The price of crawfish

A group of seafood processing workers in Breaux Bridge are suing to get rid of a loophole that allows plant owners to pay a lower "prevailing wage" because they employ some migrant workers who are on H-2B visas.  

Basically, before issuing the certification that allows companies to hire temporary workers from foreign countries – using H-2B visas – the employer needs to show that pay will not be less than the prevailing wage for local American workers. The rub, according to the lawsuit, comes in showing what the prevailing wage actually is.

The 2015 Wage Rule modified existing regulations to allow employers to use their own surveys to set the prevailing wage and that rule change impacted the conditions and pay for similarly employed U.S. workers, according to the lawsuit.

This is just one small way the rules are deliberately written to take advantage of workers the government confers a more precarious status upon to lower the standard for everyone.
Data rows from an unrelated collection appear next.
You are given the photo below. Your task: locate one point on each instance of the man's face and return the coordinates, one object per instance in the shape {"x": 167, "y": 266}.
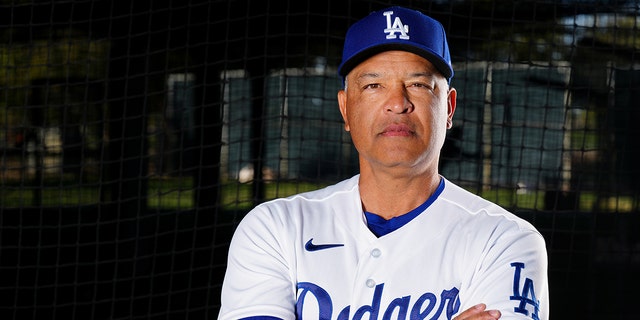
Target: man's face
{"x": 397, "y": 107}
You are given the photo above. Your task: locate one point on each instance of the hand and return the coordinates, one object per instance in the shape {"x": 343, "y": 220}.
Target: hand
{"x": 478, "y": 312}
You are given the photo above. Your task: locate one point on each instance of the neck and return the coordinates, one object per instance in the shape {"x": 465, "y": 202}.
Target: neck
{"x": 391, "y": 194}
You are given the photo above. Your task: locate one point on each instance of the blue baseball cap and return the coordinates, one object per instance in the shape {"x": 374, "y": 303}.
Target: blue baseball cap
{"x": 396, "y": 28}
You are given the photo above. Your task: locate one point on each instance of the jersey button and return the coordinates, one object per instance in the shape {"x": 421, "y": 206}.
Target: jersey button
{"x": 370, "y": 283}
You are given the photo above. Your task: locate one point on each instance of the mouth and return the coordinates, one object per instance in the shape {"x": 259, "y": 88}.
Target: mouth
{"x": 397, "y": 130}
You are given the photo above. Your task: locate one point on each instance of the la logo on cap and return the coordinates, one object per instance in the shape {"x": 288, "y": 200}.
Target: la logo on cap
{"x": 397, "y": 26}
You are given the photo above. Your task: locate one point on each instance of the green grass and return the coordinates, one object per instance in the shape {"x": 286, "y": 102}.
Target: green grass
{"x": 178, "y": 194}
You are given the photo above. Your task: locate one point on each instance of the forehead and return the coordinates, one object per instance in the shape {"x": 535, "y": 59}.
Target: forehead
{"x": 394, "y": 63}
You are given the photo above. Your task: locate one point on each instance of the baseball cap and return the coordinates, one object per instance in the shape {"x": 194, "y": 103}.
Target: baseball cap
{"x": 396, "y": 28}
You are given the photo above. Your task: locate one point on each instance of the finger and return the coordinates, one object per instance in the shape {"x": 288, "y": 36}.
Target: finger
{"x": 471, "y": 311}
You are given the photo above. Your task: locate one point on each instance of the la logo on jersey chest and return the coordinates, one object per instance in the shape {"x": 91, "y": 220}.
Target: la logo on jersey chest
{"x": 395, "y": 27}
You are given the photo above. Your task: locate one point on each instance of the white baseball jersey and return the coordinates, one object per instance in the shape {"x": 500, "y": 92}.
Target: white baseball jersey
{"x": 311, "y": 256}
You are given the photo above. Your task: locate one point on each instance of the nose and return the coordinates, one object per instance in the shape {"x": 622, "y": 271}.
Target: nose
{"x": 398, "y": 101}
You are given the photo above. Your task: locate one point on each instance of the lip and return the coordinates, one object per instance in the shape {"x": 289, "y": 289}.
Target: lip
{"x": 397, "y": 130}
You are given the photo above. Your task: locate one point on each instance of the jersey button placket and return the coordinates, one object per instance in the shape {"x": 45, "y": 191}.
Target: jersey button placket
{"x": 375, "y": 253}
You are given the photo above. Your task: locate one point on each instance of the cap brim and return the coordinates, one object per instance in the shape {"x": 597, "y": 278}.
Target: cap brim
{"x": 366, "y": 53}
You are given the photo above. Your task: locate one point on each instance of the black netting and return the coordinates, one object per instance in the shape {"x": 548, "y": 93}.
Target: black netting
{"x": 134, "y": 135}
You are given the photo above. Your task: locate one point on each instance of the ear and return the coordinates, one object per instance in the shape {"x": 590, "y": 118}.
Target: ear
{"x": 342, "y": 103}
{"x": 451, "y": 106}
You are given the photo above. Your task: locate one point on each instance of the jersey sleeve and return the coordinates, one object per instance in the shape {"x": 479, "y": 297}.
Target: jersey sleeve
{"x": 511, "y": 276}
{"x": 258, "y": 280}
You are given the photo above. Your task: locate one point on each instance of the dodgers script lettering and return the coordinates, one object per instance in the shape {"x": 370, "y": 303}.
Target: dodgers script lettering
{"x": 400, "y": 308}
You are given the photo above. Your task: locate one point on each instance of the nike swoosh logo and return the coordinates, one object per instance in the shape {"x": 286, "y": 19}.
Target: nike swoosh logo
{"x": 309, "y": 246}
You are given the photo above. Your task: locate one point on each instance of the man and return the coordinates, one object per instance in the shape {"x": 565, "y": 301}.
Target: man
{"x": 397, "y": 241}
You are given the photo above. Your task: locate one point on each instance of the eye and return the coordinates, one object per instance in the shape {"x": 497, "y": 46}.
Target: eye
{"x": 421, "y": 85}
{"x": 372, "y": 86}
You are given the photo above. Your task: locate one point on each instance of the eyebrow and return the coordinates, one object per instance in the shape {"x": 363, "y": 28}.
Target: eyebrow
{"x": 374, "y": 75}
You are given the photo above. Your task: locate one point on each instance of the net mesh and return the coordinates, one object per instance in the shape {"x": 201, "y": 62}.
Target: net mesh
{"x": 135, "y": 135}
It's an example of how allowing any class of workers to be exploited causes everyone to suffer. The lawsuit estimates the overall effect depresses wages by as much as $5 an hour. 

Of course, as we've seen before, the real costs of this system can be much higher

A BuzzFeed News investigation — based on government databases and investigative files obtained through the Freedom of Information Act, thousands of court documents, as well as more than 80 interviews with workers and employers — shows that the program condemns thousands of employees each year to exploitation and mistreatment, often in plain view of government officials charged with protecting them. All across America, H-2 guest workers complain that they have been cheated out of their wages, threatened with guns, beaten, raped, starved, and imprisoned. Some have even died on the job. Yet employers rarely face any significant consequences.